Sen. Cory Booker (D-NJ) used his time to audition for the 2020 presidential campaign, insisting that Kavanaugh’s decisions favor “the powerful, the privileged, big corporations, [and] special interests,” and that “over and over again, folks that lose are the folks that are why I came to Washington to fight: working folks, consumers, women, immigrants, minorities, the disadvantaged, the poor.”

That was followed with a cluster of rancorous Demo howls calling for adjournment, led by Richard Blumenthal (D-CT) and the usual leftist Senate suspects: Amy Klobuchar (D-MN), Patrick Leahy (D-VT), and Dick Durbin (D-IL).

So rude, contentious, and disgraceful was the behavior of adolescent Democrats and their anti-Kavanaugh cabal of gallery hecklers (70 of whom were arrested), that Judge Kavanaugh’s wife, Ashley, removed their young daughters Margaret and Liza from the hearing room.

At least Durbin was honest about the pathetic rants: “Why is this happening for the first time in the history of this committee? I think we need to be honest about why it’s happening. … You are the nominee of President Donald John Trump.”

Feigning reason and restraint, Dianne Feinstein (D-CA), the ranking Demo on the Senate Judiciary Committee, said, “I really regret this, but I think you have to understand the frustration on this side of the aisle.”
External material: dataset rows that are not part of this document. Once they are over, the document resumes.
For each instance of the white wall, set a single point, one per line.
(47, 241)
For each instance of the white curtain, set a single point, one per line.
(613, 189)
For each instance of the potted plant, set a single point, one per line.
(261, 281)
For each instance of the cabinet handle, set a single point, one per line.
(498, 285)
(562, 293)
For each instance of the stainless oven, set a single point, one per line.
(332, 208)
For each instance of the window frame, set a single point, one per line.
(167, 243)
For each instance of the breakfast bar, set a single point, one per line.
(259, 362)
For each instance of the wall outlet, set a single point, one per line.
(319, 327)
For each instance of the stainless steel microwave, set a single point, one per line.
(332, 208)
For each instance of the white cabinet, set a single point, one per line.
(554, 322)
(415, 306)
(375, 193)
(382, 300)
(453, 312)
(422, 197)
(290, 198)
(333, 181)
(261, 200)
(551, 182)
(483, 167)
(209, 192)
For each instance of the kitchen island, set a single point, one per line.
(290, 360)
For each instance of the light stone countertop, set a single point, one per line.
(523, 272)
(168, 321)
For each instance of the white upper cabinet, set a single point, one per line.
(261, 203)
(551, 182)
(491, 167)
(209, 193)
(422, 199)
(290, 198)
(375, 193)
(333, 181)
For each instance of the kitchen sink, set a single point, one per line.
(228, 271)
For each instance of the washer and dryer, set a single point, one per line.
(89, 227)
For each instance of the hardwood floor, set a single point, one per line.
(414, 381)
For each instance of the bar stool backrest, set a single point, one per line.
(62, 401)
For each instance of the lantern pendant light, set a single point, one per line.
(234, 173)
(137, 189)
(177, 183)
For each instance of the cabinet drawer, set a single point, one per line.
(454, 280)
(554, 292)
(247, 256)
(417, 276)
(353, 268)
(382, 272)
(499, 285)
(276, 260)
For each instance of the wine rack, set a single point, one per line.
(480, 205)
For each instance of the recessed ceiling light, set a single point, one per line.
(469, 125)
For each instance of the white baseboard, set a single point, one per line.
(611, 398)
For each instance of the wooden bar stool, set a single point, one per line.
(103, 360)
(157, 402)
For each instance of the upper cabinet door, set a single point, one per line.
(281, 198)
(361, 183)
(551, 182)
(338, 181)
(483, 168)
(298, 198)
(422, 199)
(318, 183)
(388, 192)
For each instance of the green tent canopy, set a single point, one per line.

In response, Grassley warned, “We are going to be in session Tuesday, Wednesday, Thursday, Friday, Saturday, Sunday, ‘til we get done this week.”

Responding to the Demo-toddler temper tantrums, Ted Cruz (R-TX) told Kavanaugh, “I’m sorry that your daughters had to endure the political circus of this morning. … I believe this fight is nothing more and nothing less than an attempt by our Democratic colleagues to relitigate the 2016 election. … The Democratic obstruction today is all about trying to reverse that election.”

And Sen. Ben Sasse (R-NE) offered a brief civics lesson on why SCOTUS confirmation hearings have become so contentious.

Assuming some degree of civility returns to the Senate, Democrats will likely focus on Kavanaugh’s views on executive privilege, as Demos want to remove Trump from office by any means necessary. “I’ll tell you that will be front and center,” insisted Durbin.

No doubt they’ll also grill Judge Kavanaugh on his opposition to the killing of children before birth and on his position on what’s left of Obama’s so-called “Affordable Care Act.”

As consummate race-baiters, Democrats will certainly try to vilify the nominee for his color blindness on civil rights. “Kavanaugh is extreme even by the right-wing, far-right ideological standards of this administration,” wailed Blumenthal, the main obstructionist of the first day’s proceedings. “I’m willing to wager there’s a smoking gun here.”

And, of course, they’ll grill him on his opinions in support of the Second Amendment to gauge how much of an obstacle he’ll be to their objective of obstructing and repealing “the right of the people to keep and bear Arms.”

Leftists have framed the contest for the Supreme Court as “Republican v. Democrat,” but it’s really about judicial authority v. judicial despotism. SCOTUS has moved ever closer to the “despotic branch” that Thomas Jefferson warned of so long ago, in which the Constitution becomes “a mere thing of wax in the hands of the judiciary which they may twist and shape into any form they please.”

The debate, then, is not about Right v. Left but about Liberty v. tyranny. John Stossel puts that into context in a short video about the Kavanaugh nomination.

All the petty rancor aside, by the end of the week, the country should have Supreme Court Justice Brett Kavanaugh.

As I noted prior to the last presidential election, I supported Trump primarily because of his commitment to nominate constitutional constructionists to the Supreme Court. I also noted repeatedly that the presidential election was “much more than a quadrennial vote — it is a quarter-century vote for the composition of the Supreme Court.”

Clearly, Trump’s 2016 victory was a generational victory for Liberty, much to the Left’s consternation.